Engraçado esse garoto que se aproxima de mim como se fôssemos velhos amigos. Quem me dera que meus velhos amigos fossem como ele! E por falar em velhos amigos...

Não custava nada dar um olá para a Manon, mãe do Ken e tentar descobrir algo sobre ele já que minha ligação foi redirecionada do seu celular para a residência de seus pais.

-Então você é a Bryhanny? É mesmo um prazer falar com uma amiga do Ken! –a voz do outro lado parecia amistosa.

-Eu só queria saber notícias. É que faz tempo que não consigo falar com ele.

-Bom... ele parece estar gostando da nova escola e enfim já consegue se adaptar embora eu não aprove muito a ideia de ficar tanto tempo sem notícias dele.

-E que tipo de escola é essa que o faz ficar tão incomunicável? –perguntei preocupada.

-Bom, como meu marido é alto oficial do exército, conseguiu um lugar para ele na escola militar preparatória para cadetes. Embora eu ache um pouco de exagero, o Ken gostou da ideia então eu resolvi não opinar.

-Tudo bem. Se ele ligar diga deixei um abraço e que estou com saudades. –falei tristemente.

-Por falar em deixar... meu filho deixou algo para você. Dê-me seu endereço e hoje mesmo coloco no correio.

Por mais que eu insistisse, ela não quis me dizer o que era, então apenas repassei meu endereço antes de me despedir dela e desligar. 

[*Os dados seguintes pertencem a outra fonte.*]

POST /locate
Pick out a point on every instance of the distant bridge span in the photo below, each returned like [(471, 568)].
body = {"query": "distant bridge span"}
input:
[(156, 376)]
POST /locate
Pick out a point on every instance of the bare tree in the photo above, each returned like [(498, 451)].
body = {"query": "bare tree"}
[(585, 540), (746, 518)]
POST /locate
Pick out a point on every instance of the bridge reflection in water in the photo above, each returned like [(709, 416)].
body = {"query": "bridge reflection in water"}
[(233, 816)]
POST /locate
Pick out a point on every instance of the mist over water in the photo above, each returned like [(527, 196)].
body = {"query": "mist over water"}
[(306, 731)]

Será que o Ken estava mesmo conseguindo se adaptar? Era uma escola militar e eles costumavam pegar pesado com todos. A Ambre nem era grande coisa perto disso, mas era o Ken e ele estava sempre disposto a se provar. Só me restava desejar boa sorte a ele.

Após zilhões de tentativas finalmente eu consegui falar com a Lety, minha amiga da antiga escola.

-Sua bruxa desvairada! –ela gritava do outro lado, não sei se com raiva ou se feliz, afinal com ela as coisas nem sempre eram preto no branco.

-Calma Lety! Sou eu, lembra? Bryhanny.

-É claro que eu lembro. Você é que parece ter me esquecido desde que foi embora! –ela continuava a gritar e eu pensei que meus tímpanos iam estourar.

-Desculpe amiga, mas você poderia falar um pouquinho mais alto? Meus ouvidos ainda não estão sangrando. –brinquei.

-Eu que peço desculpas! Às vezes não consigo me controlar. –ela sorriu falando só um pouco mais baixo.

Só às vezes? Duvido muito, pensei.

Passamos as próximas horas tagarelando sobre o que andamos aprontando desde que nos separamos e ela mostrou-se grandemente encantada com Sweet Amoris, seus eventos, sua vida e até ofereceu-se senvergonhamente para se hospedar em minha casa só para conhecer meus amigos, e quando eu digo amigos eu me refiro a apenas os do sexo masculino, por que convenhamos, ela nunca foi de ter amigas. De qualquer jeito, fechamos para depois do Natal, que apesar de ainda estar um pouco longe me daria tempo de resolver aquela outra questão.

De qualquer forma, foi bom saber que mesmo estando longe eu podia dormir sossegada pois meus amigos estavam bem e isso de certa forma me dava alívio.

Lefin entrou no meu quarto sem bater e espantou-se ao me ver deitada.

-Eu não sabia que você estava aí. –falou sorrindo docemente.

-Não tive muito o que fazer na escola hoje e você? –falei preguiçosamente.

-Então eu te invejo. –respondeu entediado. –Parece que as coisas resolveram se acalmar. Passamos o dia inteiro vasculhando linhas do Véu e não havia um arranhão sequer.

Contando ninguém acredita, mas eu fiquei tão preocupada com essa reviravolta como estava quando apareciam rachaduras a todo momento. O que isso significava? Os ataques cessariam? Gaia teve algo a ver com isso? Era esperar para descobrir.